2. The movement of corporate staff, assets and appropriations is for negotiation between affected agencies.
3. For a straightforward Machinery of Government (MoG) change where corporate delivery models are similar and costing methods are comparable, it may be appropriate for the transfer of corporate resources to be proportionate to the number of other staff moving from one agency to another.
4. Where a MoG change affects multiple agencies, or where corporate services are delivered and/or costed in different ways, then identifying employees to be moved and agreeing on the transfer of assets and funding is more complex.
5. As a general rule, decisions on the transfer of corporate staff, assets and appropriations following a MoG change should allow agencies to continue to deliver their corporate services in accordance with their existing operating models.

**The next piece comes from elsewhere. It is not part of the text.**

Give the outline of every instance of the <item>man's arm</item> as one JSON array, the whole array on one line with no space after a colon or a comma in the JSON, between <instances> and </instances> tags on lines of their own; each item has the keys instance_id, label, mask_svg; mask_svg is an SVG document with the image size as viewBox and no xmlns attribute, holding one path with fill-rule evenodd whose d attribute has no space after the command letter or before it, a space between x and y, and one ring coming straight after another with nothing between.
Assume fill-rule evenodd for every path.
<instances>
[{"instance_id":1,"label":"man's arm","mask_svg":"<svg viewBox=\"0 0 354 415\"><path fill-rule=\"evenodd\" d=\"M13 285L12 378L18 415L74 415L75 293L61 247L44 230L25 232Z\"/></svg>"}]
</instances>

Where a MoG change is complex
6. If the MoG change is large, the New Policy Proposal - Standard Departmental Costing template (the template) should be used as a guide for the transfer of corporate services in the first instance.
7. It may not be appropriate to use the template where corporate services are funded differently and this could result in a windfall gain to once agency.
8. If there is no agreement to use the template, the funding to be transferred should be the total expenditure that the losing agency was going to commit to the function prior to the MoG change being announced.
Where a MoG change is small
9. If there is no mutual agreement by the parties to agree to a different model for funding transfers, the template should be used as the default to calculate the corporate services funding to be transferred.
10. Where the losing and/or gaining entities involved in a Machinery of Government change uses a Shared Service Provider (SSP), the following guidelines apply:
The gaining and losing agencies use an SSP
- Where all affected agencies use an SSP for corporate services, only funding to perform the corporate service function will be transferred.
- Transfer of funding will take account of SSP costs, where these are different.
- Memoranda of Understanding (MOUs) with SSPs can be updated as necessary
The gaining agency uses an SSP and the losing agency does not use an SSP
- The gaining agency will normally receive funding, and not staff, for the relevant corporate services and the SSP of the gaining agency will normally receive the required staff to provide the additional corporate services.
- Excess staff will remain with the losing agency to arrange redeployment or redundancy.
- The SSP will continue to provide corporate services to the gaining agency, updating the relevant MOUs as necessary.
The gaining agency does not use an SSP and the losing agency does use an SSP
- The gaining agency may have higher operating costs for corporate services than the losing agency. It is open to the gaining agency to arrange for the losing agency's SSP to continue to perform the corporate services function.
- It is also open for the gaining agency to move their corporate services function to the losing agency's SSP.